By Mark Catterall
By May this year the BNP had eight councillors in Burnley, and for a short period were the official opposition on the borough council. In recent months however they have faced setbacks. In June in the Hapton ward by-election, a ward in which they had taken one of the three seats from Labour in the May local elections, they were narrowly beaten by the Liberal-Democrats. Soon after, Simon Bennett deputy organiser of the Burnley BNP resigned.
Later in the summer one of their councillors, 21 year old Luke Smith, was exposed as a convicted "football hooligan", banned from Burnley FC ground for violence. At the Red White and Blue BNP summer festival Luke Smith decided to smash a bottle into Leeds BNP organiser Martin Reynold's face. Smith refused to apologise claiming self defence but subsequently resigned as a councillor and member of the BNP, triggering a by-election in Lanehead ward (held on 17 October and the BNP came a poor third). His uncle Stephen Smith, seen as a key figure in the BNP's electoral success in Burnley, also resigned as BNP local organiser reportedly over the treatment of Luke. According to Searchlight magazine Stephen Smith is also in dispute with the national BNP.
The relationship between Burnley BNP and the national BNP leadership have been riven by disagreements and hatred.
Just prior to the Lanehead by-election, events down the M65 in Blackburn took a turn for the worse, for the BNP, when the BNP's sole councillor in Blackburn resigned from the party.
While the BNP have faced a tough summer, anti-fascists can not afford to be complacent.
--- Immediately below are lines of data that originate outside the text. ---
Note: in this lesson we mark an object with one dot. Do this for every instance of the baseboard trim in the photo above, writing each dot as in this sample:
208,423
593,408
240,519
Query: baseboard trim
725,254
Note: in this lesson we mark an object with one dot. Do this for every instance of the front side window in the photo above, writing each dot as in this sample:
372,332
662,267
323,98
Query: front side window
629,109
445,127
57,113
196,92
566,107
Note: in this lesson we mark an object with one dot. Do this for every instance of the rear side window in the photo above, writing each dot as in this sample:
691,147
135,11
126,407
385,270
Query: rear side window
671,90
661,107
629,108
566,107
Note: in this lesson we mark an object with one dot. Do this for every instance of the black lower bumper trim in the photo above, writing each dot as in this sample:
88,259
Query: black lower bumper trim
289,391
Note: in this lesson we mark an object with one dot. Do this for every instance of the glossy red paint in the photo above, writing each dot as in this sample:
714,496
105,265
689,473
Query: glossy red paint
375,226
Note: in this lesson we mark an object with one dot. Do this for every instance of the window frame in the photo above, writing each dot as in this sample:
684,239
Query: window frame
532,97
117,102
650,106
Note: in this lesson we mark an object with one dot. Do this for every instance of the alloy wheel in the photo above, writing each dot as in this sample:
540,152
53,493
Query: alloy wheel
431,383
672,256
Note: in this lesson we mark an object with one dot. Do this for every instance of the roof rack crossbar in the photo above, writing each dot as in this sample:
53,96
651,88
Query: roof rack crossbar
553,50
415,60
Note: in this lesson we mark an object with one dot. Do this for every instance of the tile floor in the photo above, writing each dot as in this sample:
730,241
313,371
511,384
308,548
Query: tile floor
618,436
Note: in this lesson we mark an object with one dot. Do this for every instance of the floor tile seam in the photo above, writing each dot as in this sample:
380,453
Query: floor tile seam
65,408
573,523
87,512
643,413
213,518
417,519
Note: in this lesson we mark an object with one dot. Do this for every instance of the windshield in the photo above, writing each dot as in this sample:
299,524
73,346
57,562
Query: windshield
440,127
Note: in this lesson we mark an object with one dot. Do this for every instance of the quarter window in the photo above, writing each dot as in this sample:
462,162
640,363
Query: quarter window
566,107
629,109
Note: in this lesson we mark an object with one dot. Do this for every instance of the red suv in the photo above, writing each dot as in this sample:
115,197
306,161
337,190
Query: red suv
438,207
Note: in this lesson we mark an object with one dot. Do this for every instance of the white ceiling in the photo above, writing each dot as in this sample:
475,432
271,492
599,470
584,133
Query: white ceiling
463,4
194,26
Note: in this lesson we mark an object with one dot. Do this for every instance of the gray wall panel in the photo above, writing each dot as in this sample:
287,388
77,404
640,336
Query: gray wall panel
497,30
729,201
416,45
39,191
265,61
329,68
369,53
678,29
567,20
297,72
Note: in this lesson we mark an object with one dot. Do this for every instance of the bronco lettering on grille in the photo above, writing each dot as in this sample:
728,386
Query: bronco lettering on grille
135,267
Most of the fascists' defeats have been self-inflicted. Even in their defeat in Lanehead they obtained 17% of the vote. Next year there are full council elections in Blackburn and local and European elections across the country. With a small recovery the BNP could win significant electoral support. Until the labour movement can prove there is a viable alternative to the BNP, they remain a major threat.